Each of Chesterton's readers can think of a hundred instances of this inspired fooling: many have been given in this book and many will yet be given. But the thing went far deeper than fooling: it has been compared by Mr. Belloc to the gospel parables as a method of teaching and of illumination. "He made men see what they had not seen before. He made them know. He was an architect of certitude, whenever he practiced the art in which he excelled."
Belloc's analysis of this special element in Chesterton's style, alike written and spoken, is of first rate importance to an understanding of the man whose mind at this date was still rapidly developing while his method of expression had become what it remained to the end of his life.

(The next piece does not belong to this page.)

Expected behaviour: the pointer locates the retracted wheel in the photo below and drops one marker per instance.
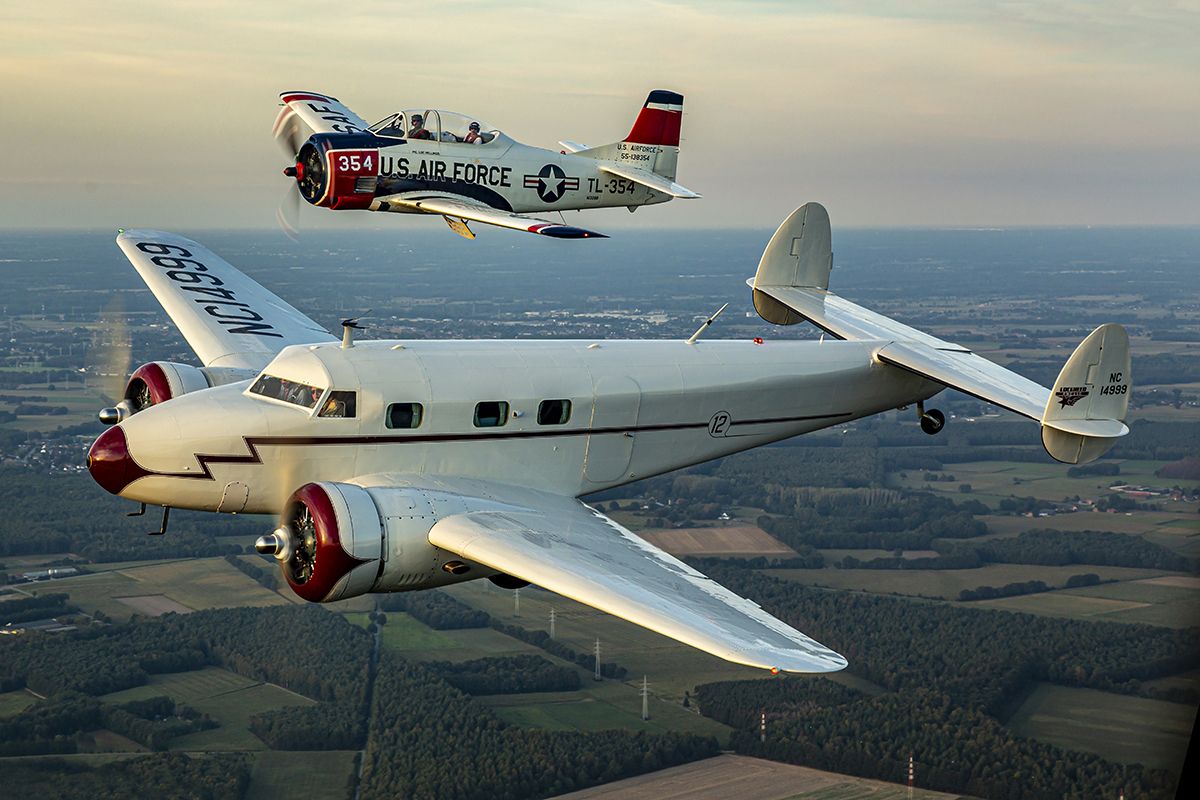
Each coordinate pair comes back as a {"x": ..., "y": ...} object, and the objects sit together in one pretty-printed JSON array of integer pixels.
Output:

His unique, his capital, genius for illustration by parallel, by example, is his peculiar mark. The word "peculiar" is here the operative word. . . . No one whatsoever that I can recall in the whole course of English letters had his amazing—I would almost say superhuman—capacity for parallelism.
Now parallelism is a gift or method of vast effect in the conveyance of truth.
Parallelism consists in the illustration of some unperceived truth by its exact consonance with the reflection of a truth already known and perceived . . .
Whenever Chesterton begins a sentence with, "It is as though" (in exploding a false bit of reasoning), you may expect a stroke of parallelism as vivid as a lightning flash.
. . . Always, in whatever manner he launched the parallelism, he produced the shock of illumination. He taught.
Parallelism was so native to his mind; it was so naturally a fruit of his mental character that he had difficulty in understanding why others did not use it with the same lavish facility as himself.
I can speak here with experience, for in these conversations with him or listening to his conversation with others I was always astonished at an ability in illustration which I not only have never seen equalled, but cannot remember to have seen attempted. He never sought such things; they poured out from him as easily as though they were not the hard forged products of intense vision, but spontaneous remarks.*
[* On the Place of Gilbert Chesterton in English Letters, pp. 36-41.]